Ia menyingkirkan dengan pelan kepala Lovi dan meletakkannya di atas bantal. Ia mengecup bibir Lovi.
"Lov, Bangunlah. Ini sudah pagi," bisiknya di telinga Lovi. Tangannya menjelajahi wajah cantik Lovi pagi ini. Sekali lagi, Ia mengecup bibir itu.
Lovi hanya bergumam lalu membelakangi Devan. Devan tak ingin menyerah membangunkan Lovi namun suara Rena yang mengetuk pintu kamarnya berhasil membuat Devan mengalihkan perhatiannya.
"Devan, kenapa kamu belum turun?" seru Rena dari luar.
Devan langsung bangkit dari ranjang untuk membuka pintu. Rena menatapnya dari atas hingga bawah.
"Kamu baru bangun?" tanya Rena pada Putranya.

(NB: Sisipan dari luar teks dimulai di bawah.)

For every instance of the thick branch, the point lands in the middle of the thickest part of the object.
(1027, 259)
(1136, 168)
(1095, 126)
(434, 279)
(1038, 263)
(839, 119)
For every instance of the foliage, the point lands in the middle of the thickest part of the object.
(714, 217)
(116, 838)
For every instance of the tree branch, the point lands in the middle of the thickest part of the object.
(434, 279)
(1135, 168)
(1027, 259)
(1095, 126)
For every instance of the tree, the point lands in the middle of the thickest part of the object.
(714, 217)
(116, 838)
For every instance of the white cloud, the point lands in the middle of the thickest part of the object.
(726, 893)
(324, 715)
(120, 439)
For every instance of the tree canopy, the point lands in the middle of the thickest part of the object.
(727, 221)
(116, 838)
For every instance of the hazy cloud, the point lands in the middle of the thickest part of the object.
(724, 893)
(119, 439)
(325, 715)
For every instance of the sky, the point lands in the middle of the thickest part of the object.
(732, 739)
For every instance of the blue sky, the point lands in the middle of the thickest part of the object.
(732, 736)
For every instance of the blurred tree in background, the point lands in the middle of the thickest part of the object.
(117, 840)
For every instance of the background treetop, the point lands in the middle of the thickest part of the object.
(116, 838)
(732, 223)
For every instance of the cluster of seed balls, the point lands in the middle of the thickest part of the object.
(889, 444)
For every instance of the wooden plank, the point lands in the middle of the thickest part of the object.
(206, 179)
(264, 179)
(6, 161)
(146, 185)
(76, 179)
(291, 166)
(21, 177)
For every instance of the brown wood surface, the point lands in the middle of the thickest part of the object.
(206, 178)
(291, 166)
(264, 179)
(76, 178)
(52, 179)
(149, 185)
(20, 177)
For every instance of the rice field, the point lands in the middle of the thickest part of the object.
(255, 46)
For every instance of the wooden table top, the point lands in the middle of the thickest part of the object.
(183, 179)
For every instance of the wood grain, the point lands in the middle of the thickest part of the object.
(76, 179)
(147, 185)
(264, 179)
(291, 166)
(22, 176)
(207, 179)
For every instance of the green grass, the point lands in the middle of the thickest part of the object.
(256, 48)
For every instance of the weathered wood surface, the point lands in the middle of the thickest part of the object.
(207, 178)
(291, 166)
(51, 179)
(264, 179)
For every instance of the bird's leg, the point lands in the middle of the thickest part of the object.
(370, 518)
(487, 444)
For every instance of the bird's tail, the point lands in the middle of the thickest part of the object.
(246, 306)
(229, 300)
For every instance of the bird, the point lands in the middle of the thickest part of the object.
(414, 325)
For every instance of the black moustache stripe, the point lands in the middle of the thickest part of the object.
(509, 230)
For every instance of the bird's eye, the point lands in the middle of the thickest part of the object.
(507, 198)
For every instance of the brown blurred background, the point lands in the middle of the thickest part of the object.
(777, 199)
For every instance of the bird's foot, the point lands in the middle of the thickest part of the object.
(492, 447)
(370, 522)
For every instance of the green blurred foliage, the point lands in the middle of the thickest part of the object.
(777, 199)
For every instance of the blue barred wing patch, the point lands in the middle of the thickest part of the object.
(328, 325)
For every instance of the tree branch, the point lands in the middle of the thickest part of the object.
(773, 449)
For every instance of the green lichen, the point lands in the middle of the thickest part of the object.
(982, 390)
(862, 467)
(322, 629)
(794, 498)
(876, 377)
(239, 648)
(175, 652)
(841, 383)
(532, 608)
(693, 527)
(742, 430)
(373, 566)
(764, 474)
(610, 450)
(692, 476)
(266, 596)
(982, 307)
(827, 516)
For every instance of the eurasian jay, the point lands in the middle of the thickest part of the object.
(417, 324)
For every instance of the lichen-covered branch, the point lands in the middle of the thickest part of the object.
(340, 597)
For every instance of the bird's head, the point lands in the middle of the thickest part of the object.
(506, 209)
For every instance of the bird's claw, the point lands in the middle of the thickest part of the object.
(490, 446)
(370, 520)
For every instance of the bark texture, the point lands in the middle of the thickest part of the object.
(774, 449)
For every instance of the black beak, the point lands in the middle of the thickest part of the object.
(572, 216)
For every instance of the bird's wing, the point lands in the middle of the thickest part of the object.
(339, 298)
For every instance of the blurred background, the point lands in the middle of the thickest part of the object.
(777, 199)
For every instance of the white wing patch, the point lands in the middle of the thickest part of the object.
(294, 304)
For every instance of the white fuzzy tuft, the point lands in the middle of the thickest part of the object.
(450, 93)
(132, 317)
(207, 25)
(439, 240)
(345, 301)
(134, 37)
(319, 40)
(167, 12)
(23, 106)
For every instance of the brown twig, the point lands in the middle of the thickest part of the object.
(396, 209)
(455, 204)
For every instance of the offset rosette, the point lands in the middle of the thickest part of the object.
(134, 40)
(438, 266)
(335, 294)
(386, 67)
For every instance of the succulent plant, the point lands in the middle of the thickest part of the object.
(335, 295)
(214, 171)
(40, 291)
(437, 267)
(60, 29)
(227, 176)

Hubungan mereka sudah kembali membaik. Tak ada lagi situasi canggung diantara Devan dan Rena. Devan tidak bisa menyalahi takdir. Mengetahui masa lalu Rena membuat Devan belajar, bahwa tidak semua manusia yang Ia anggap buruk selamanya menjadi buruk. Buktinya, Lovi bisa membuat hatinya luluh. Gadis yang dulu masuk kedalam daftar 'orang paling dibencinya' kini beralih menjadi sosok malaikat untuk Devan.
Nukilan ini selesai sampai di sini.